あさかぜ設定時の当時の国鉄特急は、東京~大阪間の昼行特急つばめ・はとと京都~博多間の昼行特急かもめしか設定されていなかった。1956年に、戦前の特急富士以来となる東京と九州を直接結ぶ、夜行特急として設定された。尚、同ダイヤ改正で東海道本線全線電化が完成したので、客車特急つばめ・はとは機関車の付け替えを要さなくなり全区間で電気機関車牽引となったのでスピードアップがなされている。
東京駅と博多駅を17時間30分程度で結び、両端の駅での利便性を優先した事から関西は深夜帯の停車となり、関西からは多少の反発はあったようである。しかし関西からの利用客がほとんど見込めなくともあさかぜは大盛況であり、あさかぜ設定から8ヶ月後には続行便で特急さちかぜが同区間に設定されている。
あさかぜは盛況であったが、あさかぜの人気を更に高めたのが20系客車の投入である。国鉄初の冷房車全車装備・個室寝台の充実による居住性の向上等から「走るホテル」とまで言われ、その青い車体から後に「ブルートレイン」とも呼ばれるようになる。さちかぜや20系客車投入時に余剰となった客車を利用して設定されたはやぶさは依然10系客車での運行であった為、この頃からあさかぜは九州特急のエースとして育てられるようになる。余談だがこの9日後には東北初の特急はつかりが設定されており、1ヶ月後には東海道本線に日本初の電車特急こだまが設定されている。

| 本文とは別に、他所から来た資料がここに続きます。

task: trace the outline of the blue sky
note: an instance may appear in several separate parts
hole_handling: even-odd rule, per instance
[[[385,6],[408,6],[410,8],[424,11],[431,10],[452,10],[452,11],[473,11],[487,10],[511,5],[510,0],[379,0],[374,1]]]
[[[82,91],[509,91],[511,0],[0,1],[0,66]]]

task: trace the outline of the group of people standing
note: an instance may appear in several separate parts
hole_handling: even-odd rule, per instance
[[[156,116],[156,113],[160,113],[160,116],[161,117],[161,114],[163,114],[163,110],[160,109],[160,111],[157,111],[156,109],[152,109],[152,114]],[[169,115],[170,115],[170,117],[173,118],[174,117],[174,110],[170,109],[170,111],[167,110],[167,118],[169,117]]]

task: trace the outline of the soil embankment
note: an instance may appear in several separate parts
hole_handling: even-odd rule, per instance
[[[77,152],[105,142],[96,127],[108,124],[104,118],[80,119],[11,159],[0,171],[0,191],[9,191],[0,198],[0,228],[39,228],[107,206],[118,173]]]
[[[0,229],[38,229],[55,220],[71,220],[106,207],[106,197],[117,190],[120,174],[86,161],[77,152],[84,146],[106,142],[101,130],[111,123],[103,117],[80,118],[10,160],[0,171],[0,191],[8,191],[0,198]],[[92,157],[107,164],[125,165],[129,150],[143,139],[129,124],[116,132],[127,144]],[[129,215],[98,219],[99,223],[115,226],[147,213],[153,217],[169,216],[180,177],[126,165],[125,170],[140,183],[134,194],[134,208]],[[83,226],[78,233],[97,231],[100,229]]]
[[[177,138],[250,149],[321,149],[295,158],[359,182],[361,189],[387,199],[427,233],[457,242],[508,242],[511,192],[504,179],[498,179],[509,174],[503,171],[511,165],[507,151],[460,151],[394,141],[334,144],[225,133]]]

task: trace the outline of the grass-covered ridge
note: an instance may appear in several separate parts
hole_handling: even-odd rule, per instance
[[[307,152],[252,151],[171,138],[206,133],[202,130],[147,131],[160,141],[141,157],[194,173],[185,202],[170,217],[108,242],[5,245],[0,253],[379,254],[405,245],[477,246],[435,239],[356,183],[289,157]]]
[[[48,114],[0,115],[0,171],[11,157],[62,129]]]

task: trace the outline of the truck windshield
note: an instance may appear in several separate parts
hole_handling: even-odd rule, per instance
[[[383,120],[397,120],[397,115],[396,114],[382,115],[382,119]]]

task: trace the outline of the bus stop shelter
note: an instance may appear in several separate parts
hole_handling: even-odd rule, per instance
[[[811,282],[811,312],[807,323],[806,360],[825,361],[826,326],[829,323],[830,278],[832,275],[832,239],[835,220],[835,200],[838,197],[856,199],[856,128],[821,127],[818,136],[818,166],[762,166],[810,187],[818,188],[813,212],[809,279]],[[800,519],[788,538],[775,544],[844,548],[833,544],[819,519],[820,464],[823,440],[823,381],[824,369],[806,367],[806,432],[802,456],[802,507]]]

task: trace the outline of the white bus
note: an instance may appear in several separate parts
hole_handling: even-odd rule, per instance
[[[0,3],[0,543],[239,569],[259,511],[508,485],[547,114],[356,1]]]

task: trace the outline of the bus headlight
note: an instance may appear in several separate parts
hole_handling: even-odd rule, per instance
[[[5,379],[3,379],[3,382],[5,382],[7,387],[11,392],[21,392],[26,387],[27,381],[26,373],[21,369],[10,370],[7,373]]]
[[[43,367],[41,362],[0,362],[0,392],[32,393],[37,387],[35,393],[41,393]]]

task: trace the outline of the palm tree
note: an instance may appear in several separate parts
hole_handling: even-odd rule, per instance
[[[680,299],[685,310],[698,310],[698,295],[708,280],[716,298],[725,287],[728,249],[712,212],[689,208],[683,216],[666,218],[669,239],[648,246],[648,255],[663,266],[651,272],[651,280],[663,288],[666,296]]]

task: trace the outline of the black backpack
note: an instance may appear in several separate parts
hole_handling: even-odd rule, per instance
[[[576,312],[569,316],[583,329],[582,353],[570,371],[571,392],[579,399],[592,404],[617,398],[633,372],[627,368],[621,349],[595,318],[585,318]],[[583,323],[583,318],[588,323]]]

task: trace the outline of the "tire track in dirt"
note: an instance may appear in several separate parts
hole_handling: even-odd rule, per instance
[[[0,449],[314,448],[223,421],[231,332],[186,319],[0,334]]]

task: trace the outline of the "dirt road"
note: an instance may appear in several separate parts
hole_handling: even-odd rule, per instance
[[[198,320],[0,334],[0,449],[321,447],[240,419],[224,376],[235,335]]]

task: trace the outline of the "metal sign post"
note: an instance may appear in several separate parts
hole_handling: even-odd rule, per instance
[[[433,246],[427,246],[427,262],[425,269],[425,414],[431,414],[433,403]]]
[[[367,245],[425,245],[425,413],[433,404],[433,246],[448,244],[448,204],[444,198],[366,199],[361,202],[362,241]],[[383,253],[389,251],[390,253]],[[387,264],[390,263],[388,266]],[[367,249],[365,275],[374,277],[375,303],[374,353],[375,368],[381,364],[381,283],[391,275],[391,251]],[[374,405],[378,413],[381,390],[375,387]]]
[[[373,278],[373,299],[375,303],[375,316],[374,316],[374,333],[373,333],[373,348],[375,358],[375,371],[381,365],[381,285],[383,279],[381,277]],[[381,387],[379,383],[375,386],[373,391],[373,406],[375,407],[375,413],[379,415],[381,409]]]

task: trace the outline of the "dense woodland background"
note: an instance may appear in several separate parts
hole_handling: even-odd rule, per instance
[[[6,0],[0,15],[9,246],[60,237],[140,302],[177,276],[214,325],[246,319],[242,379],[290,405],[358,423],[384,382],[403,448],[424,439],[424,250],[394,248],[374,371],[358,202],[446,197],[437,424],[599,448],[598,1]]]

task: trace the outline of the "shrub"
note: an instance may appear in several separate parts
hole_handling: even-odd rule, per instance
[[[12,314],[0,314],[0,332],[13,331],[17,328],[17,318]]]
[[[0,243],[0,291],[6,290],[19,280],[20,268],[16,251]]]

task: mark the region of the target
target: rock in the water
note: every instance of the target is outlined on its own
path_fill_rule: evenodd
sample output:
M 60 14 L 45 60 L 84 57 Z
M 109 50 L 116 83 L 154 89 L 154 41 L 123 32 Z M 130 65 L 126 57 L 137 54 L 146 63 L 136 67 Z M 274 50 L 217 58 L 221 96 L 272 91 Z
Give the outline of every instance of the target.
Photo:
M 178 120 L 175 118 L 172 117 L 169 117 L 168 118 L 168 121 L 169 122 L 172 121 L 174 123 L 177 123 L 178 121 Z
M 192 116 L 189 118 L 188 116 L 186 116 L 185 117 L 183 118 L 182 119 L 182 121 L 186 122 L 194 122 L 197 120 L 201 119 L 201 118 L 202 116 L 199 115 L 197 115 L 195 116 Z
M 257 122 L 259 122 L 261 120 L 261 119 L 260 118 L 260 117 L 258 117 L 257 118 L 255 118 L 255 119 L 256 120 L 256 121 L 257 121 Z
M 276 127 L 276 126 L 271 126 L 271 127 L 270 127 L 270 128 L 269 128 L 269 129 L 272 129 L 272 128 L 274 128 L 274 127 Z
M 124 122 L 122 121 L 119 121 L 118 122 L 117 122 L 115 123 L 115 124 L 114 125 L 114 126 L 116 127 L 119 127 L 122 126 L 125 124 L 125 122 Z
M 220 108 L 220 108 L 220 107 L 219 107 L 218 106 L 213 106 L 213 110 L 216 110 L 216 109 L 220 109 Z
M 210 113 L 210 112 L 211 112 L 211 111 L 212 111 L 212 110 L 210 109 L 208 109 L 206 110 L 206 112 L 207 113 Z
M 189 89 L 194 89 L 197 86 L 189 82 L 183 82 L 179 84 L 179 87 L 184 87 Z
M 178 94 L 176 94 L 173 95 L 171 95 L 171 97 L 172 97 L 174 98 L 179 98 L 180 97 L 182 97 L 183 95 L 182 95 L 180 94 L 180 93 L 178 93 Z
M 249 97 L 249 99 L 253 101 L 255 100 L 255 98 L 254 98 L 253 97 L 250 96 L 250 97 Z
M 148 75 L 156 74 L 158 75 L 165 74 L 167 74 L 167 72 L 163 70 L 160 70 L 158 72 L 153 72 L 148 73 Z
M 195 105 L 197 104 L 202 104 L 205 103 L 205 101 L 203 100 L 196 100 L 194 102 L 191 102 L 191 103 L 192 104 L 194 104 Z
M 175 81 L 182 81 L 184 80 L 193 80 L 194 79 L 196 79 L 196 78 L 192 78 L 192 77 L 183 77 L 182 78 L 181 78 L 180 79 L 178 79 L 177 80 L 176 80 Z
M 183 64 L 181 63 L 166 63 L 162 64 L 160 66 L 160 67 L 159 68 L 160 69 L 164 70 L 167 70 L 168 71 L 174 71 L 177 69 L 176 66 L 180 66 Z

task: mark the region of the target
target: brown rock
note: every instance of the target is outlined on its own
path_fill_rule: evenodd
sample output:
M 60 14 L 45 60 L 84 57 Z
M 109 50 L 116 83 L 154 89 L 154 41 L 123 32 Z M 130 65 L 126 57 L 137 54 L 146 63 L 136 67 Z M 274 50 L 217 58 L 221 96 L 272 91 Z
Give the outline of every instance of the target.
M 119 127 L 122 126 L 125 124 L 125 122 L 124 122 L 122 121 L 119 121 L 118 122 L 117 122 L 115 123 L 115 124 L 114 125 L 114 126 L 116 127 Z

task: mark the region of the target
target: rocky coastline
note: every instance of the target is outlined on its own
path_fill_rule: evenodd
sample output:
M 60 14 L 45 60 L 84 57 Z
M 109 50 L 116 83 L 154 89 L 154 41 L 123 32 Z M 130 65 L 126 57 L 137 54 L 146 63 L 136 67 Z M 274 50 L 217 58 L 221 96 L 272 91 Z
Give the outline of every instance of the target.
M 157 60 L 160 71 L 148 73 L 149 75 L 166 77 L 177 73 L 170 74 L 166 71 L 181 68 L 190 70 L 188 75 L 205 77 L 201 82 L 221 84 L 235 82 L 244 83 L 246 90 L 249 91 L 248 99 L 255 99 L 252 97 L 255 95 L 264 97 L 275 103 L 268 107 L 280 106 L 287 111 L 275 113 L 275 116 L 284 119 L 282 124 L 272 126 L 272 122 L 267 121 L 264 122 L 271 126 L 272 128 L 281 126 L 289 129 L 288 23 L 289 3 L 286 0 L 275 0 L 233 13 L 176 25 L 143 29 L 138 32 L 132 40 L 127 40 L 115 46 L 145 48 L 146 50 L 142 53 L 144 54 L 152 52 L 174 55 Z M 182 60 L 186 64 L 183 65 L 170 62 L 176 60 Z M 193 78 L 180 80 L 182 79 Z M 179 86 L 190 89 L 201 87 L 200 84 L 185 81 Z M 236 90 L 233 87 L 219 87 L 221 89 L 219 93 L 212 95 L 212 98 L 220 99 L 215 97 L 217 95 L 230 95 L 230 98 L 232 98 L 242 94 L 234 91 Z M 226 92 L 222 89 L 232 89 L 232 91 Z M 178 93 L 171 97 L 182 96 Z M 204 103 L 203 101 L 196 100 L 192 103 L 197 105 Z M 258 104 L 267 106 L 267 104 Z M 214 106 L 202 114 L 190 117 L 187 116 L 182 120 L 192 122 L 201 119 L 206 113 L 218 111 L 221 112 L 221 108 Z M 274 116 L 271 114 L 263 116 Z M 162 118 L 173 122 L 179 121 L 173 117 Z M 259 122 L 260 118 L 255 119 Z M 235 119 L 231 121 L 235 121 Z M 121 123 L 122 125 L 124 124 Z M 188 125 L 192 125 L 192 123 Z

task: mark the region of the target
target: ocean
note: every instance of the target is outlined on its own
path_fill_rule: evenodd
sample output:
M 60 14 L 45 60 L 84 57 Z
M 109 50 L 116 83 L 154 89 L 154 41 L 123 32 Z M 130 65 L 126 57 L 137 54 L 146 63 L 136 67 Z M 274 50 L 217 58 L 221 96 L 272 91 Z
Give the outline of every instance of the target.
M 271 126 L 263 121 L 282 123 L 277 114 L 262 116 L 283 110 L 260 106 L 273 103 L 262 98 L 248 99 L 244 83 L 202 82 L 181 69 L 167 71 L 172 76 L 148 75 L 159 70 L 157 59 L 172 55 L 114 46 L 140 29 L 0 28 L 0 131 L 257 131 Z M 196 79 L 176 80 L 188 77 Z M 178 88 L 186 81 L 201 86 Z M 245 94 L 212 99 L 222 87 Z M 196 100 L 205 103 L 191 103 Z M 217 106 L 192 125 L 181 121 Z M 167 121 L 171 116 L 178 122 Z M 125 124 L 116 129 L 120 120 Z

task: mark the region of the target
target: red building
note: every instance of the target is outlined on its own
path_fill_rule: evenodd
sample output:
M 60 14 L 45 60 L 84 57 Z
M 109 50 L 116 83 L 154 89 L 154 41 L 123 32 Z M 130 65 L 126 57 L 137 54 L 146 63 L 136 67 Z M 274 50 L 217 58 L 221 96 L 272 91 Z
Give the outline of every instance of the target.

1964年に運行区間の半分程度である東京駅と新大阪駅の間に東海道新幹線が開業するものの、九州へと向かう為には新大阪駅での乗り換えを要するのであさかぜやさくら(さちかぜから改称)等の寝台特急への人気は依然高かった。それどころか同時期にあさかぜには14両中6両がA寝台が集められ、「殿様あさかぜ」とまで称されるようになった。ブルートレインと呼ばれるようになったのはこの頃からで、東北方面にはくつるが設定されそれまでの「九州特急=20系客車」という通称では不都合が生じるようになったからである。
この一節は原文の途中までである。